The contest will also focus on seven topics: mathematics, science and environment, health and wellness, technology and livelihood, language and literature, arts and culture, and social science. A student group headed by a teacher coach will then produce materials on one of these categories, publish them on their school websites and try to raise awareness based on their research and related findings.
“What we’re trying to accomplish here is something like a living library of local online content that schools can enrich as they go on with the program and with member schools reinforcing each other,” said Ramon Isberto, Smart’s Public Affairs Group head. “This is learning by doing.” Registration for the DPSA Learning Challenge has concluded with some 350 student groups joining and now working on their Web projects due this December.

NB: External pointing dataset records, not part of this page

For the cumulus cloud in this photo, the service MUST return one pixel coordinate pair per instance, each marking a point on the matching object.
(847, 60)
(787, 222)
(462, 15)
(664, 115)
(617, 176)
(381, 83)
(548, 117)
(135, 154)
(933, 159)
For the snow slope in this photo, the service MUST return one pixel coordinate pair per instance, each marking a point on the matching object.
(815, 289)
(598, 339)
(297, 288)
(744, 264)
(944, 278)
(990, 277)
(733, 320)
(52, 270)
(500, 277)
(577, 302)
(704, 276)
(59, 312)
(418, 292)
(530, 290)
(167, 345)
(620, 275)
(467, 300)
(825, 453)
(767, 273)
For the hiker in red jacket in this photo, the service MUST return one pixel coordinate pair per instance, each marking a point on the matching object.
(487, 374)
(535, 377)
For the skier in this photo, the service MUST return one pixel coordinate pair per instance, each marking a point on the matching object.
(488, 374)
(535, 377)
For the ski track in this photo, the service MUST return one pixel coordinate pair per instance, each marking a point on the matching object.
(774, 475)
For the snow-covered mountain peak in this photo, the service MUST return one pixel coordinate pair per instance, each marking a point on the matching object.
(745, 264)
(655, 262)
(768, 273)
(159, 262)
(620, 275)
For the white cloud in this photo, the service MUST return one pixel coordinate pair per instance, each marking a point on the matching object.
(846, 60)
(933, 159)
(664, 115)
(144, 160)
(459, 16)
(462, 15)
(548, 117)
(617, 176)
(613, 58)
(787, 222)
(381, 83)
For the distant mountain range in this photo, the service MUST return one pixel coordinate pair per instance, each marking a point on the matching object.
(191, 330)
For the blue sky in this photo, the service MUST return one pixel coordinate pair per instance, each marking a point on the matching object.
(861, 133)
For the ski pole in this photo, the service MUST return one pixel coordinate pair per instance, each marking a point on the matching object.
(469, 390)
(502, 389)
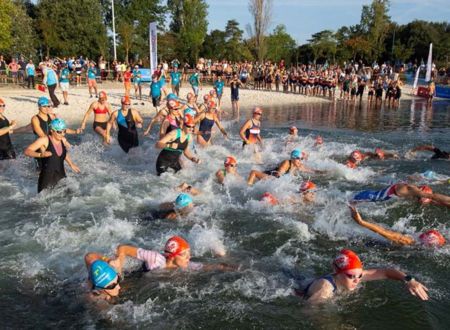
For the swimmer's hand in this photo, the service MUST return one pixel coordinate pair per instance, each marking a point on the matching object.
(417, 289)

Websites that have been uploaded have so far already generated 63,000 unique visitors from 171 countries from January to June this year, reported Isberto.
“We want our teachers and students to be ‘full participants’ in this digital age by being creators of online content,” said Isberto, who added that Filipinos currently rank No. 1 in many types of online social networking.

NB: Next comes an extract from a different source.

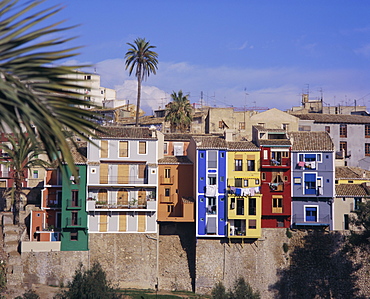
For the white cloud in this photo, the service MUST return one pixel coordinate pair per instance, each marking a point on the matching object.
(224, 86)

Based on research data from the International Social Media Research Wave, Filipinos dominate the online social networks with 83.1 percent presence overall. Filipinos here and abroad (56.4 percent) are also found to be posting and sharing the most number of digital photos online.
The same is true about Filipinos when it comes to uploading videos in services like YouTube, garnering a 50.5 percent share that is bigger than any other nationality. Pinoys are also found to be watching videos and reading blogs of other people a lot more than others.

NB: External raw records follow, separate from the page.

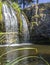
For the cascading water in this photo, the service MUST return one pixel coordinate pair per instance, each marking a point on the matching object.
(25, 30)
(11, 24)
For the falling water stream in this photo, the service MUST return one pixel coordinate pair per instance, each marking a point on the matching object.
(25, 30)
(13, 53)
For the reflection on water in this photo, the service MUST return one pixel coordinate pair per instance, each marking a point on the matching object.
(20, 55)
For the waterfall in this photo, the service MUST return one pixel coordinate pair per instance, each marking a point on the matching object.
(25, 30)
(11, 24)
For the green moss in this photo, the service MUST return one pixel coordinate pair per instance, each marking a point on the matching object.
(16, 7)
(1, 17)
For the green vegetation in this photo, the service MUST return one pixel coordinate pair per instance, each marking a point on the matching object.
(1, 18)
(16, 7)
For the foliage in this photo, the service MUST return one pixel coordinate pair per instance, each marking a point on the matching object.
(16, 7)
(1, 11)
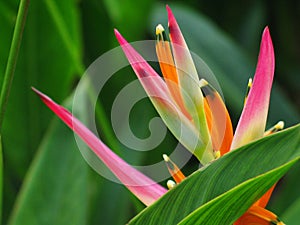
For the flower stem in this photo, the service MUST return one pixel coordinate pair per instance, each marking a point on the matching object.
(12, 57)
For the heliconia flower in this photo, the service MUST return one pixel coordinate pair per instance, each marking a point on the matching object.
(193, 111)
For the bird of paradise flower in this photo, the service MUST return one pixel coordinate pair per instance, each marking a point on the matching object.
(197, 106)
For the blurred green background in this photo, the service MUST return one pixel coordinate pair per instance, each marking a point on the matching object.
(46, 180)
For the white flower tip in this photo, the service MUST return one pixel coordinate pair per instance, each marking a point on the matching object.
(159, 29)
(203, 82)
(171, 184)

“This means we are already active Web participants. This is what we are encouraging our Smart Schools to be, only in a more rigorous and structured way,” said Isberto.
Reaching out
To date, Smart’s DPSA program has reached out to 240 public high schools and trained over 8,000 public school teachers nationwide. Ninety-nine percent of the schools are connected to the Internet wirelessly, a service they enjoy for free during the first year of the program. After that the schools can avail themselves of a subsidized subscription rate from Smart, officials say.
The Doon Po Sa Amin contest will award P30,000 and Internet (access) package to the school team grand champion. Another P30,000 and computer package each will go to student groups that will win in each category. Awarding will take place in February 2009.
Meanwhile, Smart is promoting a Smart Schools Online Associate and Contributor concept for schools and educators outside of its SSP network. It will give online associates and contributors free website hosting, access to online learning materials and opportunities to join online contests and promotions, too.
“We are now virtually extending the Smart Schools Program outside the Smart Schools network as we believe in supporting all online communities of educators and learners and because it reinforces our ‘Internet for All’ advocacy,” said Darwin Flores, senior manager of Smart’s Public Affairs Group.
The Smart Schools Program and its sub-components like Doon Po Sa Amin is being implemented through the Philippine Business for Social Progress, with the support of the Department of Education and Microsoft’s Partners in Learning Program.